L’approche intégrée de la lutte contre la dégradation des terres est une nécessité pour les pays du Sahel. C’est ce qui explique la mise en place du projet Logme II. Une session de renforcement se tient depuis avant-hier à Dakar, et ce jusqu’à demain. Organisée par l’Union internationale pour la conservation de la nature (Uicn), la rencontre regroupe plus de 30 participants venant de pays d’Afrique.
Une rencontre régionale se tient depuis avant-hier à Dakar, et ce jusqu’à demain, pour trouver une méthode harmonisée dans la conservation et la restauration des terres dégradées.
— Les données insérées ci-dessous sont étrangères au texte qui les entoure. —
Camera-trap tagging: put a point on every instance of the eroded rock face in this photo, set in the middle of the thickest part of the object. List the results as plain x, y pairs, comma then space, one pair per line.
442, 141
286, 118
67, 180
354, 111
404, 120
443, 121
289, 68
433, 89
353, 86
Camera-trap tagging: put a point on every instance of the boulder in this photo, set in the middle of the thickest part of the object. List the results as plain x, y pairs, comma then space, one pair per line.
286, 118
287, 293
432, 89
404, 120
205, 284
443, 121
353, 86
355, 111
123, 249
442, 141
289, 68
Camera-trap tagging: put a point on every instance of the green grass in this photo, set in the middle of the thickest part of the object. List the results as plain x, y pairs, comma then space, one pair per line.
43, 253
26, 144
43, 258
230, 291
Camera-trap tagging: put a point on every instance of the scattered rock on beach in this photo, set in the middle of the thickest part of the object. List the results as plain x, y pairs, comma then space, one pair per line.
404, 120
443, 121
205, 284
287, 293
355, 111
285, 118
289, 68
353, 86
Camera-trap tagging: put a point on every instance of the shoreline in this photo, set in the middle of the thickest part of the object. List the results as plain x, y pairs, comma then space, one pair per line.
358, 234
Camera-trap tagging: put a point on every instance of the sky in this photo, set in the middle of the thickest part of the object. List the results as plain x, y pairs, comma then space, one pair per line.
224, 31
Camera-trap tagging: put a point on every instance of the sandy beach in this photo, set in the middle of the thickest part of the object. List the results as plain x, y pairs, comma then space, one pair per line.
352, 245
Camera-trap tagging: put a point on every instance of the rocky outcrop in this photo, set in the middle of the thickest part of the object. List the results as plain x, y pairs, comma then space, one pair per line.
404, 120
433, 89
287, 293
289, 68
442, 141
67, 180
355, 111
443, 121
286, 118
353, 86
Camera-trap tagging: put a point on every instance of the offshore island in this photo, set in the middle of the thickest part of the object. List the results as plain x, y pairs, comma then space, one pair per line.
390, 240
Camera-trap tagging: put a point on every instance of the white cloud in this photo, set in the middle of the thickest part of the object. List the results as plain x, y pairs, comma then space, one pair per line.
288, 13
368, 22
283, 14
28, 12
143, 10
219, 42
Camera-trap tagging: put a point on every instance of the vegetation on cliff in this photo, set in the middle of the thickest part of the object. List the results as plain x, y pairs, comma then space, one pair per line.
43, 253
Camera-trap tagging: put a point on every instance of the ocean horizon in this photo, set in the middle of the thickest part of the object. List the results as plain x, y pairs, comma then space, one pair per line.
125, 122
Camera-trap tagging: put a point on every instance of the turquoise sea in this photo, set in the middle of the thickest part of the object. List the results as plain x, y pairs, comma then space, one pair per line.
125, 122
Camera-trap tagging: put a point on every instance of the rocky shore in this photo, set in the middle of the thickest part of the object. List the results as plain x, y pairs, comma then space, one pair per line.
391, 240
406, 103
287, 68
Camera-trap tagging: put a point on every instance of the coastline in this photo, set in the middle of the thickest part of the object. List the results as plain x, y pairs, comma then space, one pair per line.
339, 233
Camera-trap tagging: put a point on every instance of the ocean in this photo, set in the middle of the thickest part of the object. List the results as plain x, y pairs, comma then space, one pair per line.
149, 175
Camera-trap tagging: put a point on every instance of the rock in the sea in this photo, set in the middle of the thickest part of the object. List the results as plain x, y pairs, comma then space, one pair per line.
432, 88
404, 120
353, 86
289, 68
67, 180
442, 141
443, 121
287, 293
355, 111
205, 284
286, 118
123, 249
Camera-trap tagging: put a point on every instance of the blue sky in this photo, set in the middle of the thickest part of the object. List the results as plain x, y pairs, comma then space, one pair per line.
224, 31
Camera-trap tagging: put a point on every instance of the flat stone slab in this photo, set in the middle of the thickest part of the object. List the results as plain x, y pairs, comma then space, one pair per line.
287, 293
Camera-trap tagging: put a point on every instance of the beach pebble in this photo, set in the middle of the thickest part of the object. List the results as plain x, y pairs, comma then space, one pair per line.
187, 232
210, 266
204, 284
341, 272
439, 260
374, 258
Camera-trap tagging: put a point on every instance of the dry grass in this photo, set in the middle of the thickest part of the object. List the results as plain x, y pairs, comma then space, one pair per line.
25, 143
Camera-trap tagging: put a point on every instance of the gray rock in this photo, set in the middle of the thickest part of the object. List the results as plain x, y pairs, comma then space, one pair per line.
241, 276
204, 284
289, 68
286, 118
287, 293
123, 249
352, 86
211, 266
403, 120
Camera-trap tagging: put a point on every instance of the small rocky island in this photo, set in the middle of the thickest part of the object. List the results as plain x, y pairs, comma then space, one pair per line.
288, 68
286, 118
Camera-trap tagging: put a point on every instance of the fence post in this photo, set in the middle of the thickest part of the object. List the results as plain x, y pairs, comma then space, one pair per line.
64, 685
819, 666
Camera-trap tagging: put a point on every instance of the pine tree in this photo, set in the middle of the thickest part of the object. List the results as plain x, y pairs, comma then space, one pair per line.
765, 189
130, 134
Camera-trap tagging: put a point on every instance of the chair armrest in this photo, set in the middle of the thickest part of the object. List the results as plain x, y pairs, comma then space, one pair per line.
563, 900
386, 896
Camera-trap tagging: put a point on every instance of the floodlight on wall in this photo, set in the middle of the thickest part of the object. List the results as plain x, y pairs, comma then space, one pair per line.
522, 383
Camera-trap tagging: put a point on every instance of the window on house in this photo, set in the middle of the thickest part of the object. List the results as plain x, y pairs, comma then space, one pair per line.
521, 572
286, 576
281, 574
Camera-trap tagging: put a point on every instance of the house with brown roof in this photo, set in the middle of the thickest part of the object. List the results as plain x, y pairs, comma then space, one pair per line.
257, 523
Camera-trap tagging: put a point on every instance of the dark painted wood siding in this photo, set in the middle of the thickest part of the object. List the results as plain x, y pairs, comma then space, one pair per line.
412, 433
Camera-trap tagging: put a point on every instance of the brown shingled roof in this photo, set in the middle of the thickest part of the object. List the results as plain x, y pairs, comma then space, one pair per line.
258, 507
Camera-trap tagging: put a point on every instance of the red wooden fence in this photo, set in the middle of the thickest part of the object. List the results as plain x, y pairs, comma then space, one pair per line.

Organisée par l’Union internationale pour la conservation de la nature (Uicn), dans le cadre du projet Paysages sahéliens, une terre d’opportunités «Elargir les sillons éprouvés-Logme II», cette formation régionale est dédiée à la Méthodologie d’évaluation des opportunités de restauration des paysages forestiers (Meor), au Top Secac et aux Solutions fondées sur la nature (Sin).
Jacques Somda, coordonnateur du Programme régional d’Afrique centrale et occidentale de l’Union internationale pour la conservation de la nature (Uicn), relève l’idée de la nécessité d’harmoniser la méthode de restauration des terres.
«Nous travaillons dans cinq pays pour ce projet, et chaque pays a sa manière de restaurer les terres. Chaque année, pratiquement chaque pays fait des journées nationales de l’arbre, et nous pensons qu’au-delà de l’arbre, il faut qu’on regarde ce que l’arbre rapporte à la communauté. Et c’est pour ça qu’on s’est dit, si on met en place une méthodologie d’évaluation des opportunités de restauration, on saura pourquoi on reçoit, pourquoi on plante un arbre, pourquoi on plante un pâturage, pourquoi on plante tout ce qui est vivant. Et donc, harmoniser les approches permet aux pays de tirer le meilleur profit et d’avoir plus d’engagement des communautés locales dans les politiques de reboisement qu’ils mettent en place», souligne le coordonnateur du Programme régional de l’Afrique centrale et occidentale de l’Union internationale pour la conservation de la nature (Uicn).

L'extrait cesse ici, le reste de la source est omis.